Tag Archives: Cornwall

Well, what a lovely day, today is

Well, what a lovely day, today is,

and it’s the only today that we’ve got,

it owns a bucket full of weather,

which is really rather a lot.

.

I’m out now in the rain,

and the wind, and the damp, and the cold,

it’s a bit of a joke, the weather,

one that’s never growing old.

.

There’s fog and mist and mizzle,

all for a soul to endure;

and, betwixt the frost and drizzle,

there’s another bucket more.

Kevnisen (spider)

Kevnisen the spider

(known to his mates as Kev)

left home to join the priesthood,

taking residence in the church,

where he grew best friends with the Rev

and on Sundays

upon the rostrum he did perch.

Why do they call me Jonathan?

Why do they call me Jonathan,

when my name is Syd;

is it because of that book they read

when they were but a kid?

.

Jonathan Livingston Seagull,

by Richard Bach it was;

and how do I, a gull, know this?

Well, you may ask,

and I should not tell,

but, suffice it to say,

I’ve read that book as well.

Bude vs. Padstow

Bude, when viewed from above,

is better by far

than Padstow viewed from below.

A quiet Sunday morning walk

A quiet Sunday morning walk,

with just the sound of flittering birds,

as the dogs and I traverse the country lanes.

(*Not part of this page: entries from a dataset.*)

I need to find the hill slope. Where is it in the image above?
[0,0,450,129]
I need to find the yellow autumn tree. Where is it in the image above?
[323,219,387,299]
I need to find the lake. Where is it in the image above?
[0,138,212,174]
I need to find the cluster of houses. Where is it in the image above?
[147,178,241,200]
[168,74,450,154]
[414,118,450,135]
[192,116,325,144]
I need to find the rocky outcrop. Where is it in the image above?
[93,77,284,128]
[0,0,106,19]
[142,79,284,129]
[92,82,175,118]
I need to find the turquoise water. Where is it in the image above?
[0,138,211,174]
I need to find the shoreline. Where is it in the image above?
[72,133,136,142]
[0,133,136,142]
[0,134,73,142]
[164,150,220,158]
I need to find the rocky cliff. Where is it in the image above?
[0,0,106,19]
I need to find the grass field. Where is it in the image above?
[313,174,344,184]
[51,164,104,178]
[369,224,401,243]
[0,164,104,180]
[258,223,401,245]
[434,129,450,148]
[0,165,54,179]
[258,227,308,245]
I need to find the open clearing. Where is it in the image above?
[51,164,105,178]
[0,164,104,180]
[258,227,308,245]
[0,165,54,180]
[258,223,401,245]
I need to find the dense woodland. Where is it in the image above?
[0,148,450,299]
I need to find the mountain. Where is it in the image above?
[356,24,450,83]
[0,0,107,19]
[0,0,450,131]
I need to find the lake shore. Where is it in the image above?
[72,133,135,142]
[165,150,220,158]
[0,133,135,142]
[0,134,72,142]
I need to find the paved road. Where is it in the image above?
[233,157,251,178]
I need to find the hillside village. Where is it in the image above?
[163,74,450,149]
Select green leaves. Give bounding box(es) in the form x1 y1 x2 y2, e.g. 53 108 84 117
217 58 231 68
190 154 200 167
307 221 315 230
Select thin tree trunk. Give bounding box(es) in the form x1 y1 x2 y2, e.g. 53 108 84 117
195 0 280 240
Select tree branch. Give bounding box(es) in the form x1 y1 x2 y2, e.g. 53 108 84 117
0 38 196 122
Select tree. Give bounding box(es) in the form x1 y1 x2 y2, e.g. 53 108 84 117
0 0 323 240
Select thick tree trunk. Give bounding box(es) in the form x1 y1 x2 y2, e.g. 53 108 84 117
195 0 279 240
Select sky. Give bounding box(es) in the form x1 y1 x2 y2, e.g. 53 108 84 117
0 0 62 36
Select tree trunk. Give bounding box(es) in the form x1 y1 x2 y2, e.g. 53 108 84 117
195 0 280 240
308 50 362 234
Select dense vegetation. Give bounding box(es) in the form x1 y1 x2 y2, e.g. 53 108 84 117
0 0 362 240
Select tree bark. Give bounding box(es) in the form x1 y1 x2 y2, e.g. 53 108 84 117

Further on, the cry of new-born lambs

from a field, a distance away,

that is dotted with many off-white clouds of fleece.

Other fields have grazing cows,

quieter in their ruminations,

while yet others are carpeted with growing crops of an unknown type.

Two horses freely digest their findings,

conversing sparingly with their neighbours, another herd of grazing cows.

I tip my hat to the morning,

and offer thanks

The Cornish Chough

The Cornish chuff flew from Slough to Peterborough; he landed on a bough, and said, ‘Enough is enough, for now.’ Through the rough night the Chough did cough; but feeling better come the morning, to Loughborough he flew, to see a roof he knew. Later that afternoon, he did go from Loughborough, back to Slough, to Crewe, then to Looe.

The Cheesewring (Cornish ‘Keuswask’)

The Cheesewring,

on Stowe’s Hill,

can’t sing,

isn’t made of cheese,

and has no visible knees.

Yet, it exists,

upon a hill,

still – very still.

Gulls: Jacks or Jills?

You can tell by the gills

of the gulls

whether they are Jacks

or Jills.

Unless gulls don’t have gills.

I have checked:

a gull has no gills,

they are not fish,

and, probably, never were.

The plumage is the thing

to catch the gender of the… gull.

But, even then, only an expert,

or a very experienced non-expert

can truly tell.

Well, who knew? Not I,

not you.

They used to be called Mews,

and went around in ones or twos –

that was long, long, long ago,

and they are now called that

by nobody

that I know.

But, if you hear a poet

saying that his muse has left him (or her)

it might (but shouldn’t) occur

to you

that he is talking about

his gull.

That scenario

I have to doubt.

“Where’s Cornwally?”

I’m not going out on a limb,

but I think I can see him;

he’s the county in the Red and white stripey jumper,

and the red and white stripey bobble hat,

on the far left, to the south west,

also out on a limb –

as it looks a little bit like a leg.

Holly the Cornish Witch

Holly the Cornish Witch lived a long, long life.

Living in Cornwall, as she did, in the sixteenth century, as she did, meant that witches usually went out in a roar of flames. But, being Cornwall, which it was, the superstitious Cornish thought that it was mightily unlucky to burn Holly, which it wasn’t.

Therefore, they were very reluctant to burn Holly the witch, which she was, and so they didn’t.

Holly the Witch, c.1517 – 24th March 1603.

She died of natural causes, which they were, upon the very day that Good Queen Bess, which she wasn’t, died.